There are a lot of books that are, by and large, regarded as classics. They’re the ones you just have to read—and if you don’t, you’re depriving yourself of great literature.

But are you really depriving yourself?

Really?

I’ve read a number of books that are considered classics (whether modern or legit), and some, like Martyn Lloyd-Jones’ Preaching and Preachers and Charles Dickens’ Great Expectations, are absolutely worthy of being called classics. But then there are others that I just don’t get the appeal.

I have at least two examples.

I cannot stand Moby Dick. Cannot stand it. I know that Melville is supposed to be the greatest novelist that America has produced, but I really didn’t find it to be that engaging a read. I first read it in high school as part of an independent study project, and nearly every time I picked it up, I fell asleep.
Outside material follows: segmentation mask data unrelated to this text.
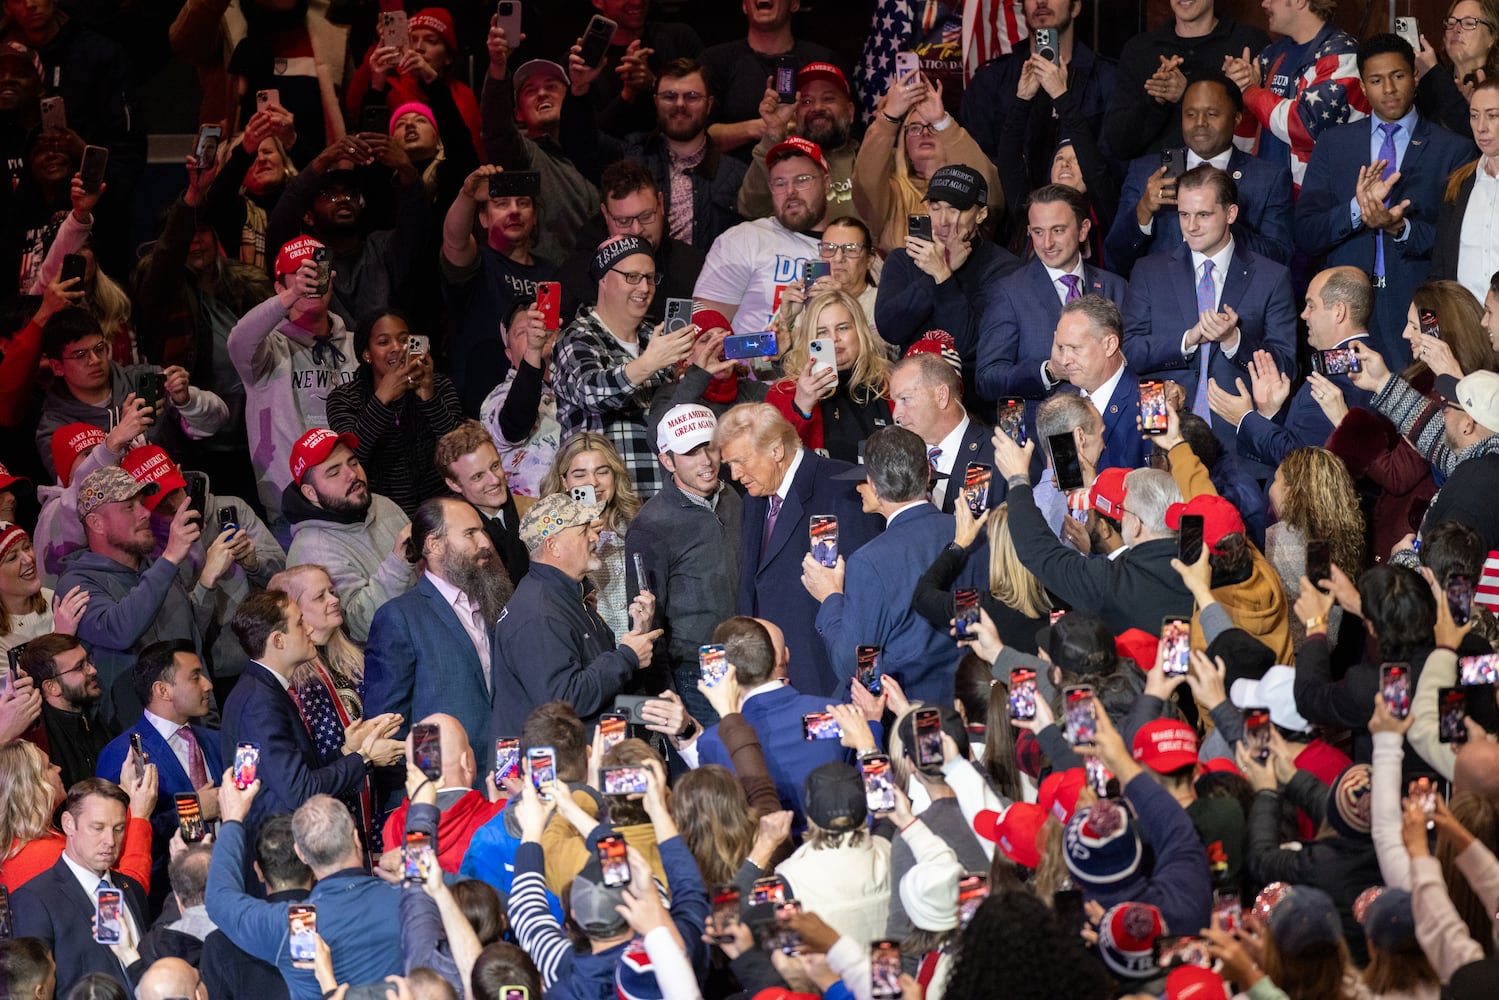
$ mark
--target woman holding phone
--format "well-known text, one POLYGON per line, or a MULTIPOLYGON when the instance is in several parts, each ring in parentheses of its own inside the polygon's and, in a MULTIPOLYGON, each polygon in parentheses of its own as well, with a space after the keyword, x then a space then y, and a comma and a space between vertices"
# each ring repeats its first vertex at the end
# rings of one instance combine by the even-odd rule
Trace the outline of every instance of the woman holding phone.
POLYGON ((0 521, 0 652, 48 632, 77 635, 87 607, 82 587, 63 598, 43 587, 31 536, 18 524, 0 521))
A few years later, I did give it another shot. I didn’t want to assume that I didn’t like it simply because I had a bad experience with it in high school. The experience reading it as an adult was not unlike pushing a boulder up a steep hill.

In a snowstorm.

Without pants.

“Call me Ishmael.”

Next one: Some time ago, I attempted to read The Imitation of Christ by Thomas à Kempis. I say attempted, because, this devotional classic kept putting me to sleep. I think I managed to get 150 pages in before I put it on the de-read pile. I have not, as of yet, taken another stab at it. In fact, I think I finally purged it from my library.
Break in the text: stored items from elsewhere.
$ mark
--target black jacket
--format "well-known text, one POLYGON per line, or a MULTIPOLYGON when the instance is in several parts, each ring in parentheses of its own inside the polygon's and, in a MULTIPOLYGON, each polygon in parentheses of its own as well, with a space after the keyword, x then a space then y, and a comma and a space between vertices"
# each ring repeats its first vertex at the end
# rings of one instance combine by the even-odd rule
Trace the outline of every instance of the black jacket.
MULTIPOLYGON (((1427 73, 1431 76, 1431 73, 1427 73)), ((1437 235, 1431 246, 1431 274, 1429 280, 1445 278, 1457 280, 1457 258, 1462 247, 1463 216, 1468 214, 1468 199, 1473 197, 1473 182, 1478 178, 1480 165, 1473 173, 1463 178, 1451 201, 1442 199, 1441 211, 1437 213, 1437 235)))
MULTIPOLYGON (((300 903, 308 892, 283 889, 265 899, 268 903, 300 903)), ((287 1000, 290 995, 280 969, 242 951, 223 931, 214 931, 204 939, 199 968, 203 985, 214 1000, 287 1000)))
Now I’m not saying these are bad books… they’re just books that I just could not get into, no matter how hard I try.

No doubt we all have them.

So what about you, dear reader?

What’s the classic you just couldn’t get into?

10 thoughts on “The Classics You Just Don’t Get”

  1. Call me delusional…but I’ve never been able to choke down “Don Quixote.” And I’m so very sorry, “y’all,” but I just can’t get into Flannery O’Connor. (I’m sure she was brilliant, and it’s just my unheightened mind.)

  2. KevinHalloran

    Same exact experience with Imitation of Christ, except everything happened 5x faster because I unwisely picked up a cheap Kindle version in Spanish 😉

  3. Would I sound “unChristian” if I admit I couldn’t bear to finish The Pilgrim’s Progress? I tried many times, I just can’t. And it’s supposed to be one of the greatest books outside the Bible.

  4. 5 months ago, I read ‘The Brothers Karamazov.’ Then I told a friend:
    “‘Karamazov’ was like trudging through a bog, uphill, in the rain, at night, alone.”

  5. Pingback: Around the Interweb (12/12) | Blogging Theologically | Jesus, Books, Culture, & Theology

  6. I read LOTR when I was 11; it took me powering through the first 100 or so pages before Fellowship of the Ring really grabbed me. The other two were easy after that. But yeah, Tolkien’s descriptions can be rather dense.

  7. I just couldn’t do LOTR. I tried but there were just too many rolling hills and stops for lunch in the first part for me to really care enough to continue.

  8. I listened to an audio book of Moby Dick, and I think the scholarly analysis I’ve read about it was more interesting than the book itself. Come to think of it, my husband and I once attempted The Imitation of Christ too.

    For many of the classics I haven’t enjoyed, I have appreciated other works by the author; I couldn’t get into The Old Curiosity Shop or Romeo and Juliet despite enjoying most Dickens and Shakespeare.

    1. Glad to know I’m not alone in my distaste for Moby Dick. Shakespeare’s always been tough for me. I’m not sure if I don’t like his work simply because everyone always tells me I should?